On African soil
For its 50th-anniversary assembly, the World Council of Churches considered returning to Amsterdam, the site of its founding. But in the end the WCC decided to look to the future, not the past. "The future of Christianity and the future of the ecumenical movement is likely to be shaped and influenced more in regions like Africa and Latin America than in the northern regions," declared General Secretary Konrad Raiser at the opening session of the Eighth Assembly in Harare, Zimbabwe. "By the early part of the 21st century, Africa promises to be the continent with the largest Christian population."
In coming to southern Africa, the WCC also revisited a part of the globe in which it invested much of its energy in the 1970s and 1980s. Through its Program to Combat Racism, the WCC supported the black struggle against minority white rule in South Africa and Zimbabwe. It was understandable, then, that in an assembly focused mostly on internal organizational issues, the most electric moment was the surprise visit of South Africa's President Nelson Mandela, who thanked the WCC for its support and recalled how "the name of the WCC struck fear into the hearts of those who ruled our country during the inhuman days of apartheid."
Zimbabwe's President Robert Mugabe also appeared before the assembly and cited what is perhaps the most controversial event in WCC history--its 1978 decision to provide a grant to the Patriotic Front of Zimbabwe, which was waging an armed struggle against white rule in what was then known as Rhodesia. Though the grant was designated for humanitarian aid, the fact that it offered indirect support for revolution provoked a storm of protest in the U.S. and elsewhere.
When asked about that grant, Raiser said he had no second thoughts. "I have never had doubt about the propriety and advisability of the grant." He added that Zimbabwe's ability since independence to "respect the rights of its white minority while giving equal rights to its black majority" confirmed the wisdom of the WCC's action.
Zimbabwe has indeed been one of the most promising of the postcolonial societies in Africa, with a solid infrastructure, productive agriculture, stable government and an absence of tribal rivalries. Harare itself is one of the most Western cities on the continent, and delegates--especially those who stayed in downtown hotels rather than in the spartan facilities of the University of Zimbabwe, the site of the assembly--suffered minimal amounts of culture shock.
But Zimbabwe has not escaped the problems that afflict the rest of the continent, including an AIDS epidemic that has infected one in five people; a drastically uneven distribution of land; a corrupt government; and massive government debt.
Calls for debt relief were plastered around the university campus, and the assembly heard personal appeals on the issue from Mandela and Mugabe. One could easily get the feeling that the cancellation of Third World debt was in the hands of the WCC. On the day the delegates left town, the Harare Herald hopefully proclaimed,"Christians to lobby for cancellation of debts."

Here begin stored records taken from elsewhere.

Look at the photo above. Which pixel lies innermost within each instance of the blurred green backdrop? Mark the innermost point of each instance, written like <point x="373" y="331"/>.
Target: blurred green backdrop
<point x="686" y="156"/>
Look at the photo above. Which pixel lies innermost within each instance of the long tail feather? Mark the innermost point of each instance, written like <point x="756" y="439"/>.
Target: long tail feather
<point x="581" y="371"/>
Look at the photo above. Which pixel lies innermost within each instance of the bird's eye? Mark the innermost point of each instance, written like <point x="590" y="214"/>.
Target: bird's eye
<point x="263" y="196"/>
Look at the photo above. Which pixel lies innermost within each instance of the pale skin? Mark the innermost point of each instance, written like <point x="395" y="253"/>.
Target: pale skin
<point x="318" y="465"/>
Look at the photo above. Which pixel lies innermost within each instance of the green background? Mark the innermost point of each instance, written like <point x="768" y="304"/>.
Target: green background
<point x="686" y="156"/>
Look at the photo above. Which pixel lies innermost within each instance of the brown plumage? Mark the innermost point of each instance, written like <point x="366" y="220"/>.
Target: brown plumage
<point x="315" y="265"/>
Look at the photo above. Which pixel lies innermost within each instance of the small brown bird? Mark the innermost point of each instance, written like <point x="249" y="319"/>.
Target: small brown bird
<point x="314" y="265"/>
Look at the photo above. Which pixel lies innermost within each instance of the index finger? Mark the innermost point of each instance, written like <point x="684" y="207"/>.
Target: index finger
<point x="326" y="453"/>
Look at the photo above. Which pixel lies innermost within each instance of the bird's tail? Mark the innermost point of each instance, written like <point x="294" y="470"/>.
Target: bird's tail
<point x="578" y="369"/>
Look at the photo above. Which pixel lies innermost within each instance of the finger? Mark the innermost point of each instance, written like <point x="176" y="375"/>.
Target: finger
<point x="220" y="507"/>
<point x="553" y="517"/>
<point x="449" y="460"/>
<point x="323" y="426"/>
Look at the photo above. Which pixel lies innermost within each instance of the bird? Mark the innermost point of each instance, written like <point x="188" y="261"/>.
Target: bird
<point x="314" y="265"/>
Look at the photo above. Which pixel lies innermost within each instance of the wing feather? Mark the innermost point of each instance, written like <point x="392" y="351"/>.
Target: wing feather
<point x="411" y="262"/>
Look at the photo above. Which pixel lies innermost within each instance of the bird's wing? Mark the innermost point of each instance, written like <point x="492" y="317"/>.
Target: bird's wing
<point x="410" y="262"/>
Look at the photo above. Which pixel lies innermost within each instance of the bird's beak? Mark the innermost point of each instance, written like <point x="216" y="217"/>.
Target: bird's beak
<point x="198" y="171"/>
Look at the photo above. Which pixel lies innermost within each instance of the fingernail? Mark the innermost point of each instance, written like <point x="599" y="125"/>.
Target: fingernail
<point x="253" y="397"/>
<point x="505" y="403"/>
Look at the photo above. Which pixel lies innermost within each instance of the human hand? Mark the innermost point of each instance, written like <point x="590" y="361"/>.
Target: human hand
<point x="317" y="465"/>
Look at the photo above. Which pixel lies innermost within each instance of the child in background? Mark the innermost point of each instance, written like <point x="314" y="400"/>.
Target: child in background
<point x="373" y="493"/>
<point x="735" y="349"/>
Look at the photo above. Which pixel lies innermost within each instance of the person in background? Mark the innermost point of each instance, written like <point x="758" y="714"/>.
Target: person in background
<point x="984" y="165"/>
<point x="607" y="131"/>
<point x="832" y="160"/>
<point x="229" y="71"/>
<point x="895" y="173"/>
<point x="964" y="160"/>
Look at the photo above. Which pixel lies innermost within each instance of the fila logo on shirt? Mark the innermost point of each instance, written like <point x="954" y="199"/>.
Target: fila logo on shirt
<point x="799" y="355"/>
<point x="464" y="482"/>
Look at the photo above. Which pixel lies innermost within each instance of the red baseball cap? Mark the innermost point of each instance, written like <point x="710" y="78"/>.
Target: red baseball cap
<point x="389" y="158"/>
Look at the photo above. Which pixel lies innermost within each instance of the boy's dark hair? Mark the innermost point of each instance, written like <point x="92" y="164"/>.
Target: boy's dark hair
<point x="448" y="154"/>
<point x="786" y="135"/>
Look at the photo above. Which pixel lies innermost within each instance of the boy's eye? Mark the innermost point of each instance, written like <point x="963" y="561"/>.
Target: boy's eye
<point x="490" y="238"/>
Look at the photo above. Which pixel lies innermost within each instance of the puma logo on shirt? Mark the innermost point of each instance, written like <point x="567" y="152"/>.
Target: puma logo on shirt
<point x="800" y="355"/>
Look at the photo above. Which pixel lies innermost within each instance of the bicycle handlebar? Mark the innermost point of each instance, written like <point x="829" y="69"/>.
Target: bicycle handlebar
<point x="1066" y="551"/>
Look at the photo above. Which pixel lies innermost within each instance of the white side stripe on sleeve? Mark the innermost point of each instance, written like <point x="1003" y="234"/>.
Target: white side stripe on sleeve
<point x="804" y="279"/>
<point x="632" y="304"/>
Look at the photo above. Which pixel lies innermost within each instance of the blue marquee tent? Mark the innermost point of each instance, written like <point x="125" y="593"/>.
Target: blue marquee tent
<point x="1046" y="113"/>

The assembly's four-page document on debt declared current debt-management proposals inadequate and criticized the lending policies of the World Bank and the International Monetary Fund. "The diversion of resources from impoverished peoples in debtor countries to rich Western countries is a violation of human rights."
The statement did, however, acknowledge the problem of corruption, adding that "both lenders and borrowers must take responsibility for the debt crisis" and that "tough conditions should be imposed on debtor governments."
The much-touted shift of Christianity to the southern and eastern regions of the world is apparent in the new balance on the WCC's 158-member Central Committee, which governs the council in the seven years between assemblies. African churches will occupy 24 seats on the new committee, Asian churches 24--making the two regions roughly equal to the combined weight of the European churches (27 seats) and North American churches (22). The Orthodox churches hold 37 seats.
The financial sponsorship of the WCC remains almost exclusively Western, however. European churches supply 81 percent of the funding (with German churches accounting for about half that amount), and North Americans provide 16 percent. About half the member churches contribute no money at all.
Delegates faced a challenging gospel-and-culture issue in Africa when they considered the membership application of the Celestial Church of Christ in Nigeria. Members of the Celestial Church have been allowed to practice polygamy, and though newly ordained clergy have been barred from the practice since 1986, older clergy continue to live in polygamous unions.
Given that the Celestial Church adheres to the WCC's confession of Christ as Lord and savior, some delegates wondered how the church could be rejected for an ethical practice. Should ethical criteria be applied to other churches as well? Some Africans pointed out that when polygamous men are forced to choose one wife, their other wives often end up in poverty or prostitution.
The application was firmly rejected, but the vote was later ruled technically out of order; the issue was referred to the Central Committee.